Starting a Central Texas Spring Vegetable Garden
Starting a Central TX Spring Vegetable Garden
Central Texas vegetable gardens can be challenging, as well as rewarding. The Central Texas area has mild winters and hot, humid summers. Planting vegetables at the proper time is important. There’s a small window of time in spring between the blazing heat of summer and freezing temps of winter. If you wait too long to get your spring garden planted your yields may be low and struggling in the heat. Planting too early and a late frost could destroy all your hard work.
To get a head start on lets say tomatoes, keep your plants safe from the unpredictable final frost, you could consider planting in pots or milk jugs. In Central Texas you can plant tomatoes several weeks ahead of spring by potting them and keeping them in a bright window for a head start on the season.
For some, a huge perk for having your own homegrown vegetable garden is its a way to make sure your produce is grown without pesticides and other chemicals.
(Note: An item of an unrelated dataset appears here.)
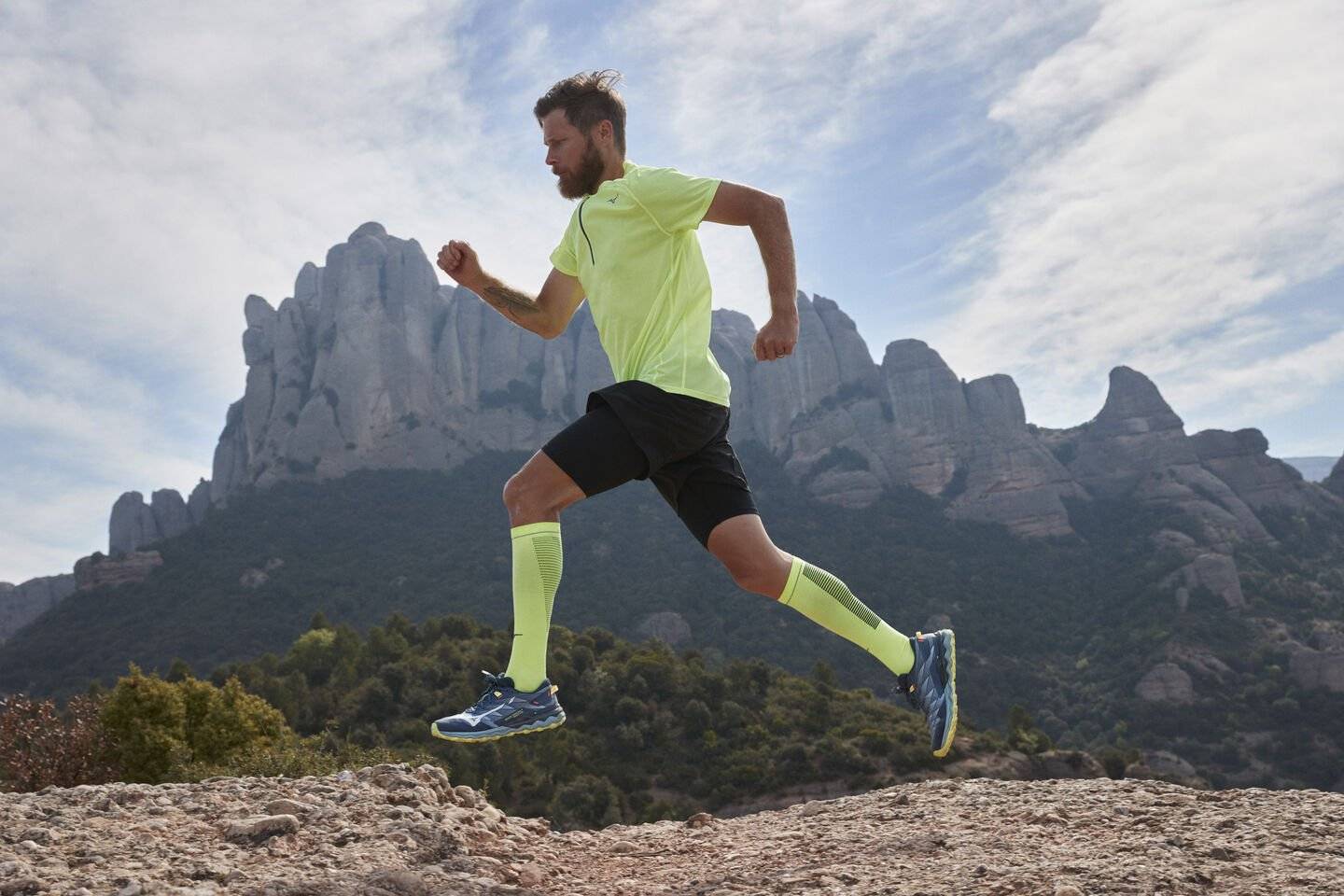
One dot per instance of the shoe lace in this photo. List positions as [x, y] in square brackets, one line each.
[492, 684]
[906, 685]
Many studies have shown that organically grown food has more minerals and nutrients than food grown with synthetic pesticides.
Preparing the Soil
Soil is the foundation of any garden and to maximize your vegetable harvest make sure you have spent the time to prepare your soil. Not only should your garden drain properly and receive proper amounts of sun, you should build rich, fertile soil for your plants to feed on. Its a good practice to amend your soil once a year, in the spring, with manure compost, dry organic fertilizer, and mulched leaves. Unless you’ve been preparing, your garden is probably lacking organic matter. Build up your garden with compost and any other lacking nutrients. When in doubt on the condition of your soil, a soil test is time and money well spent.
Let the Sunshine In
Most vegetable plants prefer full sun exposure so selecting a good gardening site is important. Most people in neighborhoods may have small yard space or an overabundance of trees making sunny garden locations hard to find. Direct sunlight is a must for a productive garden. Fruits (melons, tomatoes, peppers) and roots (radishes, carrots, turnips) need at least six hours of sunlight a day. Leafy vegetables such as spinach, lettuce and collards can tolerate less sun.
What to Plant, When to Plant
March 1st to 15th: Beets, chard, collards, endive, kale, lettuce, mustard, peas, radish
March 15th to 30th: beans, cantaloupe, corn, cucumber, eggplant, squash, spinach, watermelon, pepper, tomato
Most herbs can be planted in March, either by seed or by transplant. Parsley should be planted in the first two weeks of March. Keep in mind basil can not tolerate frost, not even a light frost.
Many people in Central Texas say to not plant any garden plants until after Easter in order to avoid a late frost. I’ve seen this is a pretty good rule to follow.
Staying on Top of Weeds
Weeds are a serious problem to any garden. They rob plants of sunlight, water, and nutrients. Weeds also contribute to vegetable diseases and provide hiding places for insects. It’s important to control weeds while they are small and before they get out of control. Methods of control include hand-pulling, cultivation and mulching. Lightly scratching the surface of the soil when they are tiny seedlings will destroy them. Left unmanaged, weeds can have strong roots in just a few weeks and will be much more difficult and time consuming to control. Avoid controlling weeds with chemicals.
Usually plants and seeds come with planting and growing instructions. This information is fantastic as its tied specifically to that particular type of plant. Happy gardening!